Occasionally salty, she is always brash. “I had no idea that oil-and-gas roughnecks would be such snowflakes,” she said at one point. It was part of her explanation about why Black Hills sued to disqualify her “because I used the word ‘turd’ in a public hearing.” That is in a section of the following interview that has been abridged to minimize length.
See overview of the arguments: Colorado’s steel city calculates risks and rewards.
Koncilja is a Pueblo native from a prominent family with continued commercial interests in the city’s downtown area. She has practiced law in the Denver area and was president of the Colorado Bar Association.
She was interviewed in a Facebook livestream by David Cockrell from Bring Power Home 2020, a campaign issues committee formed to support municipalization. The video can be found here.
David Cockrell: Why are Black Hills’s electric rates in Pueblo so high?
Frances Koncilja: You have to go back to 2007 when Black Hills first acquired Aquila, the previous electrical supplier. That was a bad deal from day one. Pueblo opposed the transaction and the Office of Consumer Counsel opposed the transaction, and the (PUC’s) trial staff opposed it and told the commissioners to oppose it, but if you grant it, put these guardrails on. They put guard rails on, but not as many as they should have.
Everyone knew at the time that the power-purchase agreement would expire, and commission (PUC) did tell them to come up with a plan to replace it.
They did what they have always done, they gamed the system. They delayed, they delayed, they delayed—because they didn’t want another power purchase agreement. They wanted to own generation, because the way you make your money and deliver profit to your shareholders is if you own generation. So finally the commission let them build a new (gas-fired) plant.
Then Clean Air, Clean Jobs came in (2010), and by god they used that with a vengeance. They replaced the coal plants with new gas plants. Unfortunately, that statute let them do that without competitive bidding. So once again they owned it.
Where I do fault the commission is that at some point they should have figured out what was going on. It’s not much more complicated than a numerator and a denominator. As long as you keep letting them build more stuff and getting a rate of return on the number, and the denominator stays the same, which is the usage and number of customers, the unit cost goes up.
That is why (electric costs in Pueblo have) gone up. It became a vicious cycle. You can’t get any economic development, because people will go to Colorado Springs, not Pueblo.
Between 2008 and 2012, it felt like the PUC was not protecting the public. It felt like there was capitulation to the companies. Can you explain the balancing act that the commission has to undertake and how you feel it has played out in the case of Black Hills?
Regulation of utilities is very complicated and challenging, and I think 10 years ago there was an attitude that you leave the utilities on their own to run things and you don’t get too involved and you trust them. Unfortunately, that didn’t work with Black Hills. Black Hills is the only utility I think that the PUC has admonished their chief regulatory officer twice in the last four years for lying to us.
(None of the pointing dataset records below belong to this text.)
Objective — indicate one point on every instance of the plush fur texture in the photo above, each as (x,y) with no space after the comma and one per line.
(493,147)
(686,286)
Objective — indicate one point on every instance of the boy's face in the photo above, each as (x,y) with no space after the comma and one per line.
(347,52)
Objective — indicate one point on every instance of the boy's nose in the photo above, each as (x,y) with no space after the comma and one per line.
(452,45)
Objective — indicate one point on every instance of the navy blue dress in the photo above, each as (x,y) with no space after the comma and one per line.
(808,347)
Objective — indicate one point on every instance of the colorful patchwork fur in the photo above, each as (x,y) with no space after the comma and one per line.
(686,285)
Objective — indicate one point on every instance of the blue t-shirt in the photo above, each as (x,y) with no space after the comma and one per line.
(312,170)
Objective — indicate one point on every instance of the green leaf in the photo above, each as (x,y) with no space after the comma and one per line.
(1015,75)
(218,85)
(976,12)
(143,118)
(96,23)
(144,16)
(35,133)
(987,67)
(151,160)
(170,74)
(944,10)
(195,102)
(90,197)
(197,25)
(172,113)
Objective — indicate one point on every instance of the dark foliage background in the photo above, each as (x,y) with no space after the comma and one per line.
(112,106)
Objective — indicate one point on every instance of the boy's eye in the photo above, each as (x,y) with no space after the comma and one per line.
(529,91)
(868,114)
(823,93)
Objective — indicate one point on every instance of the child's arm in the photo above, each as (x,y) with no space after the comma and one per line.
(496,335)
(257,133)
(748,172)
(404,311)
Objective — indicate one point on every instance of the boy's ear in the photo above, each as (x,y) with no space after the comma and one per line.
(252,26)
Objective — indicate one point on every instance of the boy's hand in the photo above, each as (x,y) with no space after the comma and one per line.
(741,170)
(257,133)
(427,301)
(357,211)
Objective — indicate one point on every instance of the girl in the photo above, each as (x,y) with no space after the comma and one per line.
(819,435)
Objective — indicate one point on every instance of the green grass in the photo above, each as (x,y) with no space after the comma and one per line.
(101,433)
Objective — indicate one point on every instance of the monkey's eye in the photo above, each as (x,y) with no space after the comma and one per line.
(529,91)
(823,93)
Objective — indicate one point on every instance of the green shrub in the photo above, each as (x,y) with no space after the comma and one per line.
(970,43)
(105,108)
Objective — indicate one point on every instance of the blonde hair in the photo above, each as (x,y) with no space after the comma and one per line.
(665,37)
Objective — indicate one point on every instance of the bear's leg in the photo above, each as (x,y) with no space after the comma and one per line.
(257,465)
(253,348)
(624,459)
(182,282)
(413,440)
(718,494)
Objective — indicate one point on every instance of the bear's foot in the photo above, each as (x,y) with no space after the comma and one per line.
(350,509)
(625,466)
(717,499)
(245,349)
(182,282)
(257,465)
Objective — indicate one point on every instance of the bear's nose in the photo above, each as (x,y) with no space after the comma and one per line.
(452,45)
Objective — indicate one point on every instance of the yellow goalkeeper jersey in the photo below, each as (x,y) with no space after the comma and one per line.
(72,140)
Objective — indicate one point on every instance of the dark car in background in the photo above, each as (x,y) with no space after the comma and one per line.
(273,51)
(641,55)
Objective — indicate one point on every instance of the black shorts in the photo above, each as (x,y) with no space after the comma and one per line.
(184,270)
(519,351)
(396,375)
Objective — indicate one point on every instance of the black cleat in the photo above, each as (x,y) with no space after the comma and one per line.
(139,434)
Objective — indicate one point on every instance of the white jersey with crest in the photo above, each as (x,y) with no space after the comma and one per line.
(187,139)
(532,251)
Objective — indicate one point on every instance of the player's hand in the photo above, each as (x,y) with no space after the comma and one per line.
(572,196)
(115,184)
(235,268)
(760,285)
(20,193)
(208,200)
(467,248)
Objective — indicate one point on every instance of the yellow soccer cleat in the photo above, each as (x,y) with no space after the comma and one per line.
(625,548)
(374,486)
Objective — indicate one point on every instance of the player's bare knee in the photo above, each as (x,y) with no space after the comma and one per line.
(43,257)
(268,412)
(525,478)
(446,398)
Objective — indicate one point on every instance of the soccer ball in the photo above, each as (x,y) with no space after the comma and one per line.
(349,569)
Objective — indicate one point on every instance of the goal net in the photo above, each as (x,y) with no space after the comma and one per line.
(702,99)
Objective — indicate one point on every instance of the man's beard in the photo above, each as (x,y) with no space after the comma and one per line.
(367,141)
When you have a rogue utility that is willing to lie to the commission you get bad results. I think it took the commission awhile to understand that you just couldn’t trust them because, in my opinion, they are the energizer vampire. You can’t beat them down, they are always out there moving around. During the day they look sweet and cuddly. Something happens at night when they go back to their office and they figure out every blood-sucking way they can take a dime out of the community.
What is offensive to me is they do it to smaller communities, rural communities, that don’t have as much money.
The other thing that goes on at the commission is that they have limited staff. There are three commissioners, there’s a huge amount of work, and not all commissioners in the past quite frankly have been diligent and/or knowledgeable, and it’s challenging if you want to do it right. You have to work hard and you have to read a lot. And I think in the past not all commissioners were like that, some had political agendas, others worked hard.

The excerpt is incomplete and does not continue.